Em vida, pareciam ser alguém, e agora já não se fala deles.
5.
Oh, como passa depressa a glória do mundo!
Prouvera a Deus que a sua vida estivesse de acordo com a sua ciência! Teriam então estudado e lido bem.
Quantos se perdem pela vã ciência do mundo e pelo pouco serviço de Deus!
Porque se julgaram maiores do que os humildes, perderam-se em seus pensamentos.
Na verdade, é grande aquele que tem maior amor. Grande, o que se julga pequeno e considera como nada a maior honra.
É, na verdade, sensato aquele que, para ganhar a Cristo, tem como lama todas as coisas da Terra.
E é, na verdade, sábio o que faz a vontade de Deus e renuncia à sua.
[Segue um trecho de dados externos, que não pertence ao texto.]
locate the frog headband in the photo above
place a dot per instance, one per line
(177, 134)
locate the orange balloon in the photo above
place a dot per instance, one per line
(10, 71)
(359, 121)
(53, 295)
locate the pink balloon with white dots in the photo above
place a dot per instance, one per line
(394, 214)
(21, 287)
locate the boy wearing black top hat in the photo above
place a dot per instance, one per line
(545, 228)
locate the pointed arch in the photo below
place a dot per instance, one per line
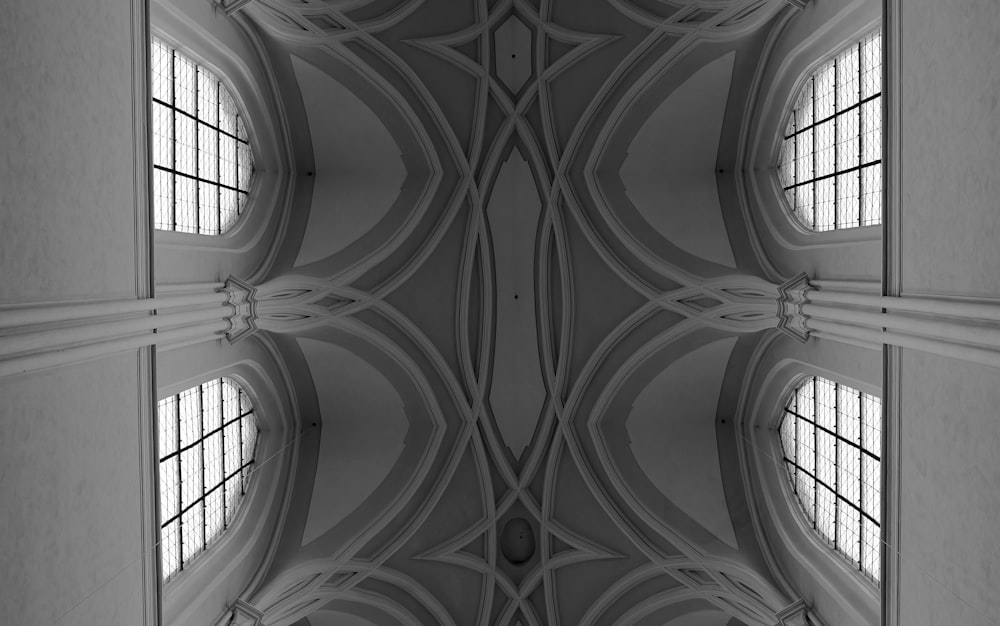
(207, 442)
(830, 161)
(831, 440)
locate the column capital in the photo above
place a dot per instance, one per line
(245, 615)
(242, 297)
(792, 294)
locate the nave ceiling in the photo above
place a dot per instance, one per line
(514, 288)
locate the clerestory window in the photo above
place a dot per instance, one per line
(830, 164)
(831, 437)
(207, 439)
(202, 161)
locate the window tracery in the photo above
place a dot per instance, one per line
(202, 160)
(830, 163)
(831, 438)
(207, 440)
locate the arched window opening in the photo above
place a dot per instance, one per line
(207, 438)
(831, 157)
(831, 437)
(202, 161)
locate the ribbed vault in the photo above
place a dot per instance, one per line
(518, 275)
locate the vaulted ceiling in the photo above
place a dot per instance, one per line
(516, 286)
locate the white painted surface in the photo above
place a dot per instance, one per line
(950, 491)
(672, 429)
(512, 47)
(364, 430)
(950, 103)
(517, 392)
(336, 618)
(359, 170)
(67, 216)
(701, 618)
(69, 483)
(669, 173)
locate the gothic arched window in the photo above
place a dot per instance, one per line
(831, 157)
(831, 438)
(207, 438)
(202, 162)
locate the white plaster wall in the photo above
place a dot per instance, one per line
(359, 171)
(66, 178)
(950, 98)
(669, 174)
(949, 491)
(70, 543)
(672, 429)
(363, 436)
(69, 483)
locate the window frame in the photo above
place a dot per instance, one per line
(248, 486)
(777, 489)
(241, 111)
(803, 564)
(802, 80)
(791, 494)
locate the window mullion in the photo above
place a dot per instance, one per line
(836, 146)
(201, 425)
(836, 463)
(197, 147)
(173, 143)
(813, 133)
(218, 153)
(180, 485)
(815, 451)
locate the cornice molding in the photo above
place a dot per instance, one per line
(241, 296)
(792, 295)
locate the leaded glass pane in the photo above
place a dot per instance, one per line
(833, 139)
(208, 441)
(830, 436)
(202, 160)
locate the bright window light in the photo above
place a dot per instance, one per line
(207, 437)
(831, 158)
(831, 437)
(202, 162)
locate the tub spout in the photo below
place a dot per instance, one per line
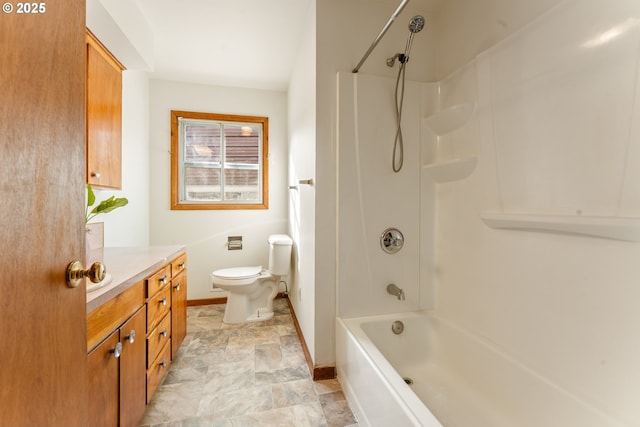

IV - Da previdência nas ações
1.
Não se deve crer em toda a palavra ou instinto, mas examinar longa e cuidadosamente as coisas, segundo Deus.
Mas, ai, muitas vezes acreditamos e dizemos mais facilmente mal dos outros do que bem, pois somos fracos.
Mas os homens perfeitos não creem facilmente em tudo o que ouvem, pois sabem que a fraqueza humana é inclinada ao mal e leviana em suas palavras.
2.
Grande sabedoria é a de não ser precipitado nas obras, nem obstinado nas próprias opiniões; e também não acreditar em todas as palavras dos homens, nem dizer logo aos outros o que se ouviu ou julgou.
Aconselha-te com o homem sábio e sensato e prefere aprender de alguém melhor que tu a seguires os teus pensamentos.
A vida santa faz sábio o homem segundo Deus e experimentado em muitas coisas.
Quanto mais humilde e submisso a Deus, tanto mais sábio e cheio de paz.
V - Da leitura das Sagradas Escrituras
1.
Às Sagradas Escrituras se deve ir buscar a verdade, e não a eloquência.
Toda a Escritura deve ser lida com o espírito com que foi feita.
Devemos procurar mais a utilidade nas Escrituras do que a subtileza das frases.
Assim, tanto devemos ler os livros simples e piedosos, como os elevados e profundos.
Não tomes em conta a autoridade do que escreve, se para tal tem pouca ou muita ciência; que só o amor da verdade pura te leve a ler.
Não procures quem disse as coisas; atende mais ao que é dito.
Os homens passam, mas a verdade de Deus permanece eternamente (Sl 117[116],2).
2.
De muitos modos nos fala Deus, sem atender a pessoas.
Muitas vezes a nossa curiosidade nos perturba ao lermos as Escrituras, por querermos perceber e discutir o que com simplicidade deveria ser transposto.
Se queres tirar proveito, lê humilde, simples e fielmente; não queiras para ti nome de sábio.
Interroga de boa vontade e, em silêncio, ouve as palavras dos santos; que as parábolas dos antigos te não desagradem, pois que não são ditas sem razão.